Evaluation Deep Dive
How SigmaShake evaluates a tool call against governance rules.
Algorithm
evaluate(rules: Rule[], call: ToolCall): EvalResult
- Sort rules by priority descending (100 before 50)
- Filter to enabled rules only
- For each rule in sorted order:
a. Check
targetMatches(rule.target, call.tool)— does the rule apply to this tool type? b. CheckgroupMatches(rule.groups, call)— do any condition groups match? c. If both match → return immediately (short-circuit, first-match wins) - Default: return
{decision: "allow"}if no rule matches
Target matching
A rule's target is compared against the tool's capability:
DENY execution → only matches tools classified as "execute" (Bash, shell)

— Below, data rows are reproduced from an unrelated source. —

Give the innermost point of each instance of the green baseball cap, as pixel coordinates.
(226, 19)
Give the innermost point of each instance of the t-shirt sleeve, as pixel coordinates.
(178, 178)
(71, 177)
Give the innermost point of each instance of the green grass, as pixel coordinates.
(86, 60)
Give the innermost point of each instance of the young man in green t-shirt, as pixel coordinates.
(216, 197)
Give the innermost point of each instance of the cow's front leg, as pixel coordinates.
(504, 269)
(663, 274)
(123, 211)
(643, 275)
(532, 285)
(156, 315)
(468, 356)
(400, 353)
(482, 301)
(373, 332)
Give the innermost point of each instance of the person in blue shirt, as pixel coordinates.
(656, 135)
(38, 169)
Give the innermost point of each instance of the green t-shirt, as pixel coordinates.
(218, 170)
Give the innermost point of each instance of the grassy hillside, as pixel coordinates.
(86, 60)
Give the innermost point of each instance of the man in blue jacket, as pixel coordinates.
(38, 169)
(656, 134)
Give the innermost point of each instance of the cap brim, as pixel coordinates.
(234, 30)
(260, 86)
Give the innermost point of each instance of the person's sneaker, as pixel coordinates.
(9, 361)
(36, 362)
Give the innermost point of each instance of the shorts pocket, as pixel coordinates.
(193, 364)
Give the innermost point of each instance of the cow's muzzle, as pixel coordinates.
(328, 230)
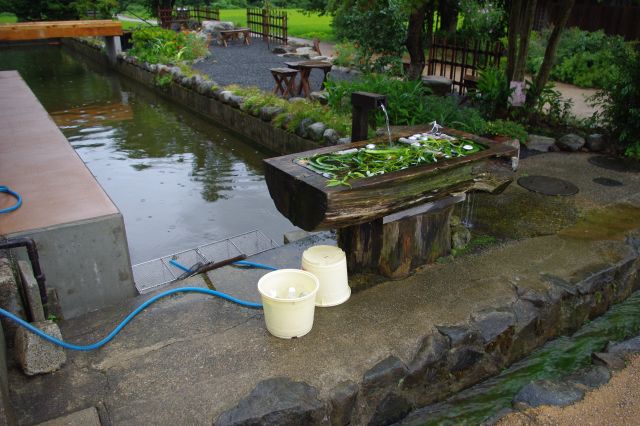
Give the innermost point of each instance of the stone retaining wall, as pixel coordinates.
(208, 104)
(449, 359)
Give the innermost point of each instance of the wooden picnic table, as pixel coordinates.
(285, 81)
(227, 35)
(305, 67)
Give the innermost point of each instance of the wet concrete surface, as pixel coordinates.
(187, 359)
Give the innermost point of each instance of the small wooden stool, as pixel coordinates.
(227, 35)
(285, 81)
(305, 68)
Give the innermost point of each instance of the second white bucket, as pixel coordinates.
(288, 300)
(329, 264)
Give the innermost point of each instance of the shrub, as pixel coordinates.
(404, 98)
(408, 102)
(293, 113)
(378, 30)
(156, 45)
(620, 102)
(346, 54)
(493, 91)
(584, 58)
(507, 128)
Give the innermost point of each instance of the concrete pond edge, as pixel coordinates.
(449, 358)
(205, 99)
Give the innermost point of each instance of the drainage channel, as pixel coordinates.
(556, 359)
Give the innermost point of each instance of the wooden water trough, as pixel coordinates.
(372, 245)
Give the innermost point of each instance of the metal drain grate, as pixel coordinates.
(158, 272)
(617, 164)
(547, 185)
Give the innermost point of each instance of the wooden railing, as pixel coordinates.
(166, 17)
(456, 59)
(269, 24)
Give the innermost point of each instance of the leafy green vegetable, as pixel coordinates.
(340, 167)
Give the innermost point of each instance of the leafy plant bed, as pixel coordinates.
(304, 196)
(341, 167)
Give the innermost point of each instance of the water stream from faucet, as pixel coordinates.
(386, 116)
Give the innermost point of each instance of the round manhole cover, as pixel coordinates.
(547, 185)
(607, 182)
(617, 164)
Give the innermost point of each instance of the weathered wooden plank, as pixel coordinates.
(59, 29)
(362, 245)
(414, 241)
(303, 196)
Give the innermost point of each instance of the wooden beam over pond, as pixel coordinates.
(59, 29)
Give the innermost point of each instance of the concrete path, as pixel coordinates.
(189, 358)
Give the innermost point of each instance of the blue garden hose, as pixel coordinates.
(255, 265)
(129, 317)
(238, 263)
(7, 190)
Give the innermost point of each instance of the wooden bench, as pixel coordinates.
(227, 35)
(305, 68)
(285, 81)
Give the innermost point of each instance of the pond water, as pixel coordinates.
(178, 180)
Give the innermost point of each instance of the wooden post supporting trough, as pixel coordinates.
(110, 30)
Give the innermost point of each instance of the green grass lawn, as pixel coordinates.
(300, 24)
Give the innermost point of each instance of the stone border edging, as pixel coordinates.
(213, 104)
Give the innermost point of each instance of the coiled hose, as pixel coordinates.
(128, 319)
(7, 190)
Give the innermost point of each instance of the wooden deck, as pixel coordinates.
(37, 161)
(58, 29)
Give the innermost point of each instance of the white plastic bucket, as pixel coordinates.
(329, 264)
(288, 299)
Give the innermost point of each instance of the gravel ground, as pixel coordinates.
(249, 66)
(615, 403)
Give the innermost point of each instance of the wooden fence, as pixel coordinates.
(183, 15)
(269, 24)
(456, 59)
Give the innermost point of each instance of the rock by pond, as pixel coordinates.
(571, 142)
(548, 392)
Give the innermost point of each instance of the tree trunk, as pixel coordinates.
(448, 10)
(525, 34)
(550, 53)
(414, 42)
(512, 48)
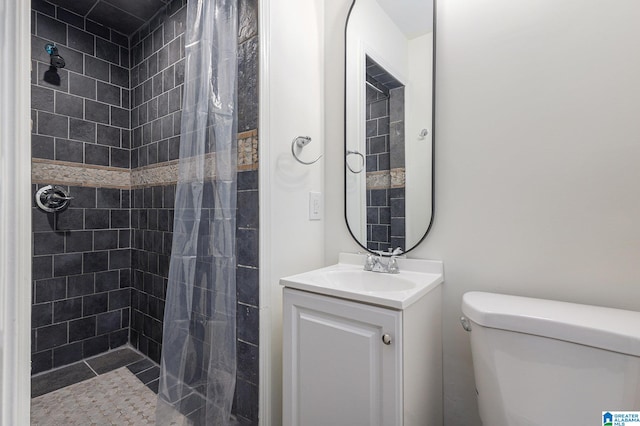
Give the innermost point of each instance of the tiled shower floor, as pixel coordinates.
(118, 387)
(115, 388)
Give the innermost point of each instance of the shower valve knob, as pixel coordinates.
(52, 198)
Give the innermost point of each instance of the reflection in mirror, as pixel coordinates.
(388, 122)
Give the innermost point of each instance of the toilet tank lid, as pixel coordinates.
(606, 328)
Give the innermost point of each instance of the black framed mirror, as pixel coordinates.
(389, 122)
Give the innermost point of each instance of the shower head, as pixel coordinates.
(57, 61)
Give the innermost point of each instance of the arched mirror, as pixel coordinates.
(389, 118)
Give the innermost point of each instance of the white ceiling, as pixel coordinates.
(413, 17)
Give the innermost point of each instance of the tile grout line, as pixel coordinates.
(87, 364)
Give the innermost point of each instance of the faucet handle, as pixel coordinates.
(369, 262)
(393, 266)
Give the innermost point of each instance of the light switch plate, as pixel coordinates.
(315, 205)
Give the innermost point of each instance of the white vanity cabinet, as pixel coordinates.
(352, 363)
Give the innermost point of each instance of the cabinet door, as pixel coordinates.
(337, 369)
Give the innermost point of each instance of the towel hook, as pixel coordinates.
(301, 142)
(349, 152)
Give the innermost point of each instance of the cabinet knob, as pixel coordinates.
(386, 339)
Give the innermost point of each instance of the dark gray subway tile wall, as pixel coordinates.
(82, 262)
(74, 105)
(118, 103)
(82, 275)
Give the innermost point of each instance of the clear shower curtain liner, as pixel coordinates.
(198, 365)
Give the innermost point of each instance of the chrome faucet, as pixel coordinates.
(383, 262)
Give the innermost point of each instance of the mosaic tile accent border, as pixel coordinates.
(395, 178)
(75, 174)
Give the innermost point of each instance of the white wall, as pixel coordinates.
(418, 95)
(291, 104)
(537, 155)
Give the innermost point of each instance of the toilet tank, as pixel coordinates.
(541, 362)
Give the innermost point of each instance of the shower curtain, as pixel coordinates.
(198, 365)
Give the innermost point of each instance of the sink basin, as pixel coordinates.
(348, 280)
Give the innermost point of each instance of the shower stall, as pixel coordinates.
(108, 92)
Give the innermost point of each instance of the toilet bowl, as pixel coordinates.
(541, 362)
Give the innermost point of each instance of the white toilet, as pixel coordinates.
(542, 362)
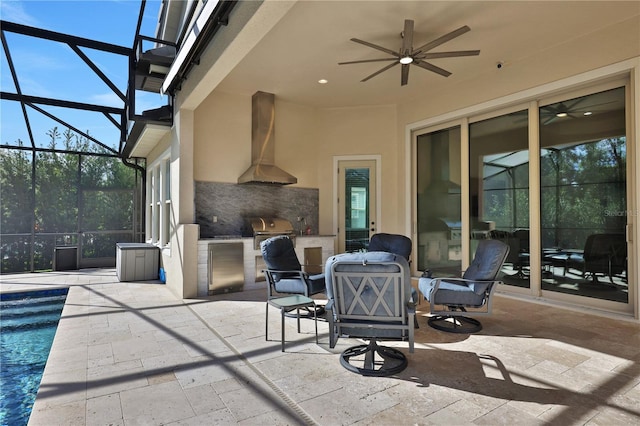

DENY any → matches all tools
The capability is determined by the active client adapter, which maps tool names to the 6-capability taxonomy (execute, read, write, search, agent, network).
Condition evaluation
Groups (OR logic)
Conditions separated by OR form separate groups. Any group matching is sufficient:
IF command CONTAINS "rm -rf" ← Group 1
OR command CONTAINS "rm -r" ← Group 2
Group 1 matches OR Group 2 matches → rule fires.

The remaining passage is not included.